Now let's look inside the mount folder:

[2020-04-19 16:13:28] [ubuntu] [/tmp/overlay-example]  
> cd mount/

[2020-04-19 16:13:31] [ubuntu] [/tmp/overlay-example/mount]  
> ls -la
total 20
drwxr-xr-x 1 napicell domain^users 4096 Apr 19 16:07 .
drwxr-xr-x 8 napicell domain^users 4096 Apr 19 16:07 ..
-rw-r--r-- 1 napicell domain^users   13 Apr 19 16:03 some-file-in-layer-1
-rw-r--r-- 1 napicell domain^users   13 Apr 19 16:03 some-file-in-layer-2
-rw-r--r-- 1 napicell domain^users   13 Apr 19 16:03 some-file-in-layer-3

As expected the content of the folders layer-1, layer-2 and layer-3 have been mounted/combined in the mount folder.
Sure enough if we look at the content of the files, we'll find what we have written in the previous step.

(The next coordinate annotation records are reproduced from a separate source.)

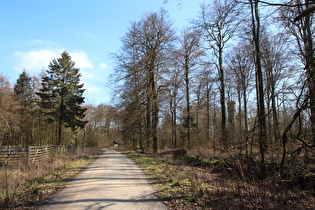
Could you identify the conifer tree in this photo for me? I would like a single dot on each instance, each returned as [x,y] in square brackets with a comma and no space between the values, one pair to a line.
[24,90]
[62,94]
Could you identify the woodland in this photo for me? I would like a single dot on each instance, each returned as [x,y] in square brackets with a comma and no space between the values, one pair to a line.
[239,81]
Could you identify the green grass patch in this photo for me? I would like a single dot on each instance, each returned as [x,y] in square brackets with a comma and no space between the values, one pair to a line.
[36,191]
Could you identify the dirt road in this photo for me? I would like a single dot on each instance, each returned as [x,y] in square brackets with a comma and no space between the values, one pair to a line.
[113,181]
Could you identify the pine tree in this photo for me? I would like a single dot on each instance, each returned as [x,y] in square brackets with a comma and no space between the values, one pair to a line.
[25,96]
[24,90]
[62,94]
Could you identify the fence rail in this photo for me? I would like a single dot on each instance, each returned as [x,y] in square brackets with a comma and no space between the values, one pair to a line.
[12,154]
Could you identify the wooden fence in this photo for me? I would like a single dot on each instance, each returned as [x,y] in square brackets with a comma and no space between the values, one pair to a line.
[12,154]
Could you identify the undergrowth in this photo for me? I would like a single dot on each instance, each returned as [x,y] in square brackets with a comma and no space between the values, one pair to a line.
[232,182]
[27,185]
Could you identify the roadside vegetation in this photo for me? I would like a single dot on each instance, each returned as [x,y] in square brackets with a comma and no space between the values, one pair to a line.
[26,185]
[223,181]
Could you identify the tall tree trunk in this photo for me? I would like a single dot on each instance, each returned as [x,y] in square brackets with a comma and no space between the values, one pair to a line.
[310,66]
[222,100]
[59,132]
[188,104]
[259,83]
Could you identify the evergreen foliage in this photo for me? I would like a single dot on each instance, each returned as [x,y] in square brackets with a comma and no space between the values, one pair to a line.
[62,94]
[24,90]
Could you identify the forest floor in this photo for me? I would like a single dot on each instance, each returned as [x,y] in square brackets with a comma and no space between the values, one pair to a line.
[189,182]
[194,183]
[28,187]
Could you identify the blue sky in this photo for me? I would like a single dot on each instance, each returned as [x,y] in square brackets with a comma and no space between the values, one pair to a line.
[33,32]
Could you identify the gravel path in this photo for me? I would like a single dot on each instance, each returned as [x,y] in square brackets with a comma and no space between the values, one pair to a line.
[113,181]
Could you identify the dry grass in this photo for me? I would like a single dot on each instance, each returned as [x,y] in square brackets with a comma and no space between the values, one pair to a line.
[23,185]
[214,185]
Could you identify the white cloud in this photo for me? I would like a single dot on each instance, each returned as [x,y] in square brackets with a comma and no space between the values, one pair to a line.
[37,60]
[91,88]
[81,59]
[103,65]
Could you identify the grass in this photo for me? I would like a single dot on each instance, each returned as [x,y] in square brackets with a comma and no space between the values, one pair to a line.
[30,185]
[196,183]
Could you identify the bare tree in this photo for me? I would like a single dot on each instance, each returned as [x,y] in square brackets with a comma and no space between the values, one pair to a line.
[150,39]
[190,54]
[241,68]
[218,23]
[302,29]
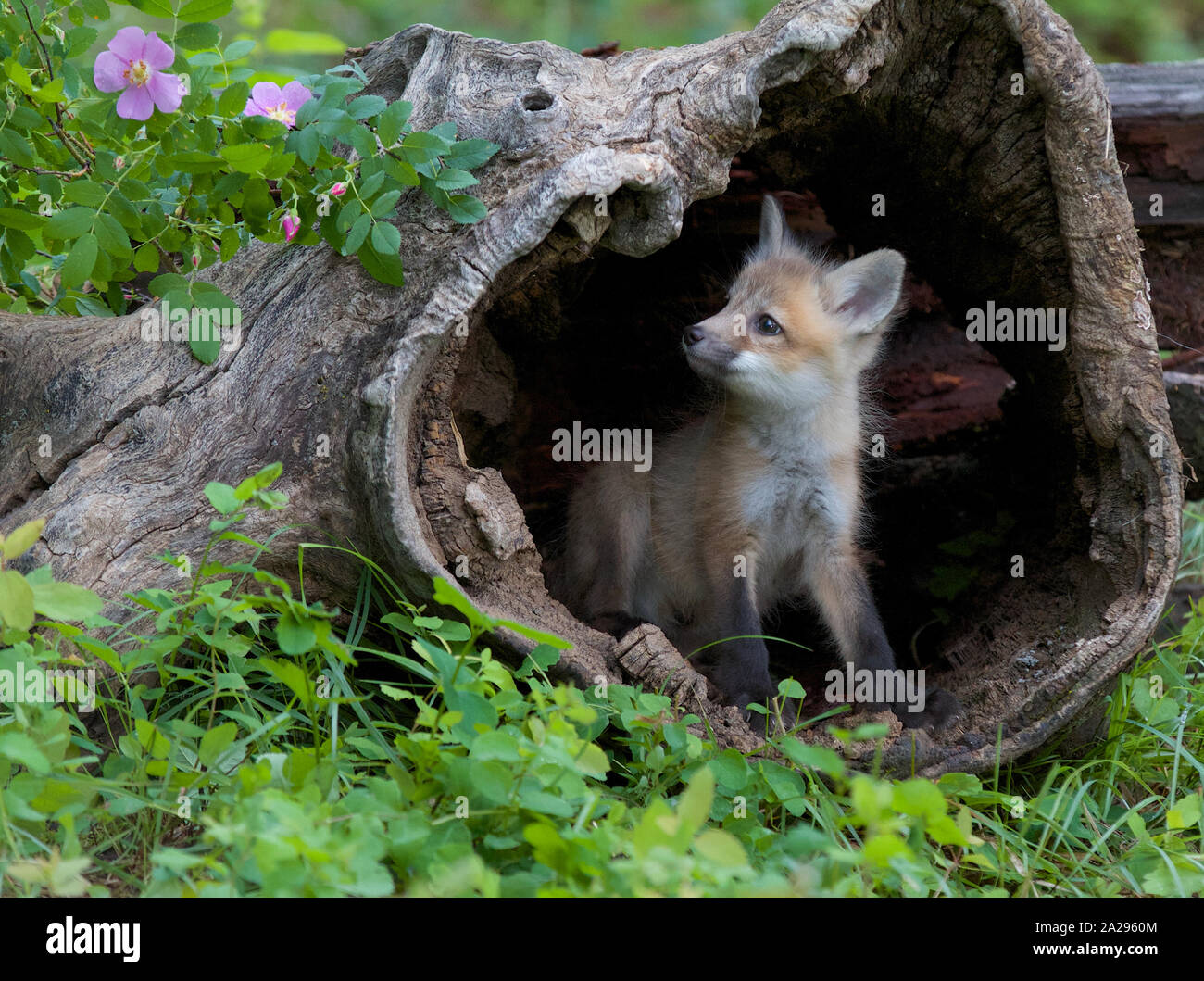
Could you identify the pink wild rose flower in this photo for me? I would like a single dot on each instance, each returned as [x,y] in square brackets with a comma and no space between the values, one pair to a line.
[269,99]
[133,61]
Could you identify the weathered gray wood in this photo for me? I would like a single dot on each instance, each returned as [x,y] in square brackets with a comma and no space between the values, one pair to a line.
[1018,199]
[1159,125]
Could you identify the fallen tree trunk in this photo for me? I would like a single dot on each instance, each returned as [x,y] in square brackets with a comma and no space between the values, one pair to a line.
[417,424]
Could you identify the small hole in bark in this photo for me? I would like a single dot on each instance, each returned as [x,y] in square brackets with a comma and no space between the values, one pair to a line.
[537,101]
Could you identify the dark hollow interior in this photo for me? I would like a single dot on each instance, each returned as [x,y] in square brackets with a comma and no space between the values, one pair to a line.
[976,470]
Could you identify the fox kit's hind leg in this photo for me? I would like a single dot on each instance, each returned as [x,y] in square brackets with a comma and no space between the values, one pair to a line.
[847,604]
[739,664]
[608,525]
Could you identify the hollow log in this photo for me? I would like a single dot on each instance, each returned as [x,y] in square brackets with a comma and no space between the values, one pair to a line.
[416,424]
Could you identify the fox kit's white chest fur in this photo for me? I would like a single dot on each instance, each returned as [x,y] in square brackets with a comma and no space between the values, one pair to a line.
[759,502]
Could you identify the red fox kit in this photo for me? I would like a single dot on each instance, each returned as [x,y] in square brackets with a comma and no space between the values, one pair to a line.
[759,502]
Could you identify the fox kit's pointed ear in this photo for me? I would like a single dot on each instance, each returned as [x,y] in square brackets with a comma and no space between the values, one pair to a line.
[773,229]
[863,293]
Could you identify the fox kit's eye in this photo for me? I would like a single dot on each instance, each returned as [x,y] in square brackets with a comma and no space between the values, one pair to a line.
[766,324]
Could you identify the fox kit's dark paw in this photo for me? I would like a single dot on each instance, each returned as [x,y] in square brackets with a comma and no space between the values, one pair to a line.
[617,623]
[940,709]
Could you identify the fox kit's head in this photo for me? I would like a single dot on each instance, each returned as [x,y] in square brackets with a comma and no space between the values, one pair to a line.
[796,329]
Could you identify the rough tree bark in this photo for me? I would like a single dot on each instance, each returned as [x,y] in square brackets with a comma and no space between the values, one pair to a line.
[994,193]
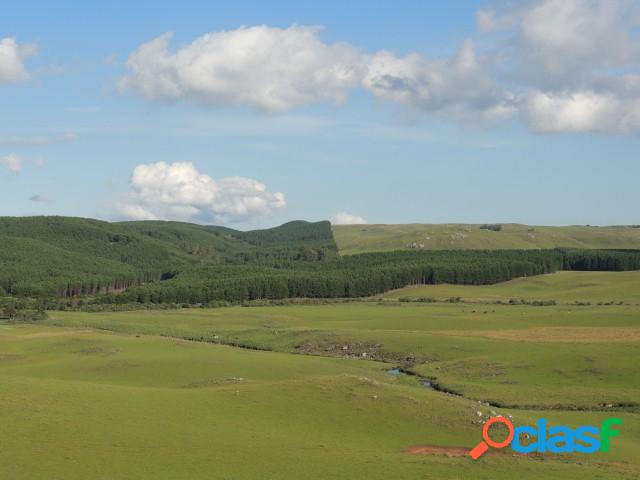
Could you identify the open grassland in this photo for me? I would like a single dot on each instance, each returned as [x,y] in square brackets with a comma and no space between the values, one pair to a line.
[503,354]
[77,403]
[563,287]
[370,238]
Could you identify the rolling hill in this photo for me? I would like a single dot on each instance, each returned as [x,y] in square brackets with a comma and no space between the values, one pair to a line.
[353,239]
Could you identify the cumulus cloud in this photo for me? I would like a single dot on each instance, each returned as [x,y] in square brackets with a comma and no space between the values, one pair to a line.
[12,56]
[41,199]
[178,191]
[11,162]
[460,87]
[560,41]
[266,68]
[345,218]
[581,111]
[558,65]
[573,61]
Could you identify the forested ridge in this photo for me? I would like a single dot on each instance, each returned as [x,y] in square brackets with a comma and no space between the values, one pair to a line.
[173,262]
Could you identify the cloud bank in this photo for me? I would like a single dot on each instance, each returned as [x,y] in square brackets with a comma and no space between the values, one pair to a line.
[560,66]
[12,57]
[345,218]
[11,162]
[178,191]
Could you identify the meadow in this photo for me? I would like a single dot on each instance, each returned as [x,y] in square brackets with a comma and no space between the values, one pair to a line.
[353,239]
[306,390]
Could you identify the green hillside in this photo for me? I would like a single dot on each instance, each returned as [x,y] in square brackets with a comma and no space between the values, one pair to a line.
[67,256]
[369,238]
[562,287]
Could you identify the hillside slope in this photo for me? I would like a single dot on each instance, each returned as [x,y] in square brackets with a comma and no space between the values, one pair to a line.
[68,256]
[353,239]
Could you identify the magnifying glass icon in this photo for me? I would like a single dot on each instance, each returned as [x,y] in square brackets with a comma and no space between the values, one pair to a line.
[483,446]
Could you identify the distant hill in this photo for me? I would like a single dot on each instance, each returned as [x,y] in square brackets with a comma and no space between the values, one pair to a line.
[371,238]
[67,256]
[182,263]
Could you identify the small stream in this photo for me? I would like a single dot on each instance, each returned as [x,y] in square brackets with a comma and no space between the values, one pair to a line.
[425,382]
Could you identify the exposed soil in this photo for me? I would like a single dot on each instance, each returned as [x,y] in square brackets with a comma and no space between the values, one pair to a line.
[436,450]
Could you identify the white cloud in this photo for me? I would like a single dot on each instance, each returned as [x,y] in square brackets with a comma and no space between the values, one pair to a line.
[564,39]
[460,87]
[345,218]
[262,67]
[573,61]
[179,191]
[581,111]
[11,162]
[12,56]
[559,66]
[41,199]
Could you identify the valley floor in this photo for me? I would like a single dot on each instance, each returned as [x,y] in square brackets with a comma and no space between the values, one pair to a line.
[163,395]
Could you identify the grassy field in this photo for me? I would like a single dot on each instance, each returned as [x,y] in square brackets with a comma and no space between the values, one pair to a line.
[79,403]
[563,287]
[127,396]
[368,238]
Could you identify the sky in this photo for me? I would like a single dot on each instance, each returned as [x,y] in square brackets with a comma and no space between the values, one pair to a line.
[254,113]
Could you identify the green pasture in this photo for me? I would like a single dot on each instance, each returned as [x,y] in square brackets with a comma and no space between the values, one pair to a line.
[563,287]
[81,403]
[369,238]
[572,357]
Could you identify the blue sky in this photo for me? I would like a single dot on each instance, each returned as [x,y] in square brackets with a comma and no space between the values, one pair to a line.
[392,112]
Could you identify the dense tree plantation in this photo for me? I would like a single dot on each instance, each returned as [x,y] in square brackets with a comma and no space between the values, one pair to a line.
[172,262]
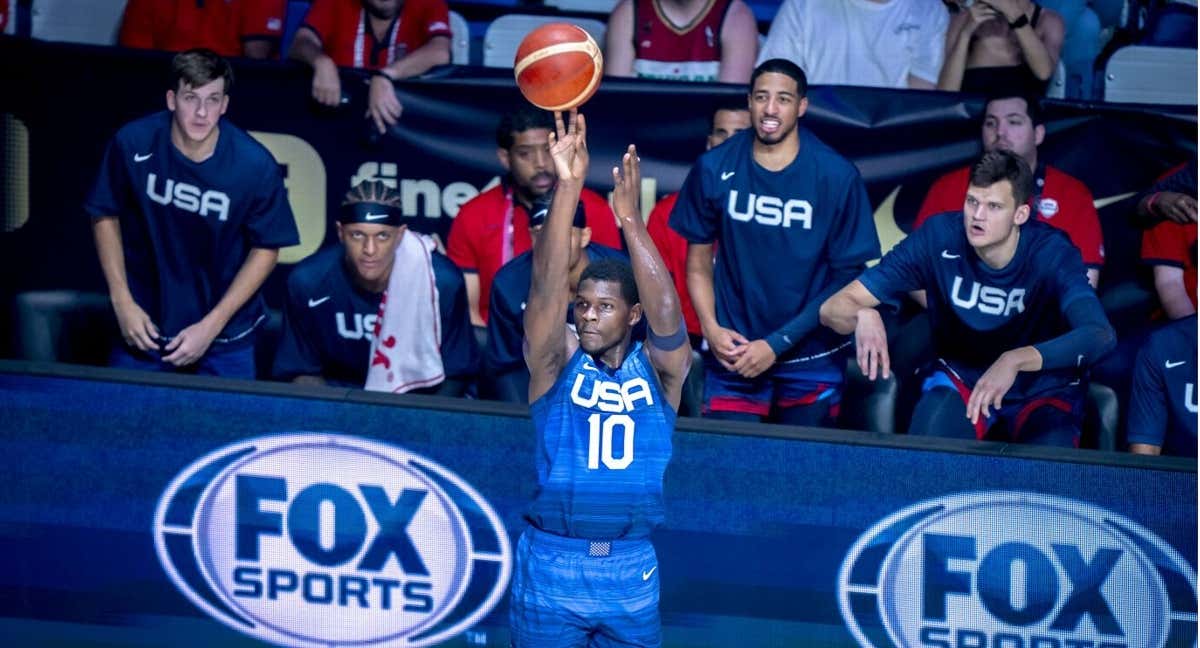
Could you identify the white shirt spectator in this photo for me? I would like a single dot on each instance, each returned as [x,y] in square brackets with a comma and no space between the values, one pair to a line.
[885,43]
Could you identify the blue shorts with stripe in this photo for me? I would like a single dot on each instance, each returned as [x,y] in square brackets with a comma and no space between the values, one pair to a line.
[570,592]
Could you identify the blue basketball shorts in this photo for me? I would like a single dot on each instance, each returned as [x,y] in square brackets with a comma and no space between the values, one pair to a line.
[570,592]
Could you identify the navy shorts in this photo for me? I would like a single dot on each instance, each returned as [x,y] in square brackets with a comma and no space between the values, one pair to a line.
[571,592]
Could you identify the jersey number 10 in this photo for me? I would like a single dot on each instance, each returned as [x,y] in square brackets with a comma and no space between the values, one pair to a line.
[600,442]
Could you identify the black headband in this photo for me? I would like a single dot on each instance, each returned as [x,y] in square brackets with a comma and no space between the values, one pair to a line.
[371,213]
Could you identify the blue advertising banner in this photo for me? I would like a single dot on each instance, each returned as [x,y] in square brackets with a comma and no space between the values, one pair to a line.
[141,510]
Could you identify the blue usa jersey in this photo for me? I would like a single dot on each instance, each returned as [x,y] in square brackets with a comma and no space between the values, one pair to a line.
[329,322]
[505,309]
[187,227]
[978,312]
[1163,399]
[604,442]
[784,237]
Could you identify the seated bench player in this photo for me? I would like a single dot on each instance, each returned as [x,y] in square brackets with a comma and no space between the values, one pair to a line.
[334,301]
[1015,323]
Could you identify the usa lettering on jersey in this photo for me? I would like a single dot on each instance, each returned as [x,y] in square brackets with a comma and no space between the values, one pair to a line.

[2020-04-19 16:13:33] [ubuntu] [/tmp/overlay-example/mount]  
> cat some-file-in-layer-3
Layer-3 file

Let' try to create a file in the mount folder:

[2020-04-19 16:23:31] [ubuntu] [/tmp/overlay-example/mount]  
 > echo "new content" > new-file

[2020-04-19 16:27:33] [ubuntu] [/tmp/overlay-example/mount]  
> ls
new-file  some-file-in-layer-1  some-file-in-layer-2  some-file-in-layer-3

Where should the new file be? In the upper layer, which in our case is the folder called "layer-4":

 [2020-04-19 16:23:49] [ubuntu] [/tmp/overlay-example]  
> tree
.
├── layer-1
│   └── some-file-in-layer-1
├── layer-2
│   └── some-file-in-layer-2
├── layer-3
│   └── some-file-in-layer-3
├── layer-4
│   └── new-file
├── mount
│   ├── new-file
│   ├── some-file-in-layer-1
│   ├── some-file-in-layer-2
│   └── some-file-in-layer-3
└── workdir
    └── work [error opening dir]

7 directories, 8 files

Let's try to delete a file:

[2020-04-19 16:27:33] [ubuntu] [/tmp/overlay-example/mount]  
> rm some-file-in-layer-2

[2020-04-19 16:28:58] [ubuntu] [/tmp/overlay-example/mount]  
> ls
new-file  some-file-in-layer-1  some-file-in-layer-3

What do you think happened to the original file in the "layer-2" folder?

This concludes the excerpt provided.